H. B. 2599
(By Delegates Gallagher, Huntwork, P. White
and Douglas)
[Introduced March 16, 1993; referred to the
Committee on Health and Human Resources then the
Judiciary.]
A BILL to repeal section five-a, article five-c, chapter sixteen
of the code of West Virginia, one thousand nine hundred
thirty-one, as amended; and to amend chapter sixteen of said
code by adding thereto a new article, designated article
thirty-b, relating to definitions; health care surrogate;
private decision-making process; incapacity; selection of a
surrogate; surrogate decision-making standards; protection
of health care provided; and insurance.
Be it enacted by the Legislature of West Virginia:
That section five-a, article five-c, chapter sixteen of the
code of West Virginia, one thousand nine hundred thirty-one, as
amended, be repealed; and that chapter sixteen of said code be
amended by adding thereto a new article, designated article
thirty-b, to read as follows:
ARTICLE 30B. HEALTH CARE SURROGATE.
§16-30B-1. Short title.
This act shall be known as the "Health Care Surrogate Act of
1993."
§16-30B-2. Legislative findings and purpose.
(a) Findings. -- The Legislature hereby finds that:
(1) All adults have a right to make decisions relating to
their own medical treatment, including the right to consent to or
refuse life-prolonging intervention; and
(2) The right to make medical treatment decisions extends to
persons who are incapacitated at the moment of decision. Such
persons who have not made their wishes known in advance through
an applicable living will or medical power of attorney or through
other means have the right to have health care decisions made on
their behalf by persons who will act in accordance with the
person's expressed values and wishes, or, if unknown, in the
person's best interests.
(b) Purpose. -- It is the purpose of this act to set forth
a process for private health care decision-making for
incapacitated adults that reduces the need for judicial
involvement and that defines the circumstances under which
immunity shall be available for health care providers and
surrogate decision makers who make such health care decisions.
It is the intent of the Legislature to establish an effective
method for private health care decision-making for incapacitated
adults, and it is also the intent of the Legislature that the
courts should not be the usual venue for making such decisions.

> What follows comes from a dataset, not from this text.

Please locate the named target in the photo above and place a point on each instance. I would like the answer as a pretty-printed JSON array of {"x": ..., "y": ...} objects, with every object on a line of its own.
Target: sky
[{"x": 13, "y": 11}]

It is not the intent of the Legislature to legalize, condone,authorize or approve mercy killing or assisted suicide.
§16-30B-3. Definitions.
(a) "Adult" means a person who is eighteen years of age or
older, an emancipated minor under West Virginia code, section
twenty-seven, article seven, chapter forty-nine, or a mature
minor.
(b) "Attending physician" means the physician selected by or
assigned to the person who has primary responsibility for
treatment and care of the person and who is a licensed physician.
If more than one physician shares that responsibility, any of
those physicians may act as the attending physician under this
article.
(c) "Close friend" means any person eighteen years of age or
older who has exhibited special care and concern for the person
and who, to the reasonable satisfaction of the attending
physician, is willing and able to become involved in the person's
health care, and has maintained such regular contact with the
person as to be familiar with the person's activities, health,
and religious and moral beliefs.
(d) "Committee" shall have the same meaning as defined in
West Virginia code, section one, article eleven, chapter twenty-
seven.
(e) "Death" shall have the same meaning as defined in West
Virginia code, section one, article ten, chapter sixteen.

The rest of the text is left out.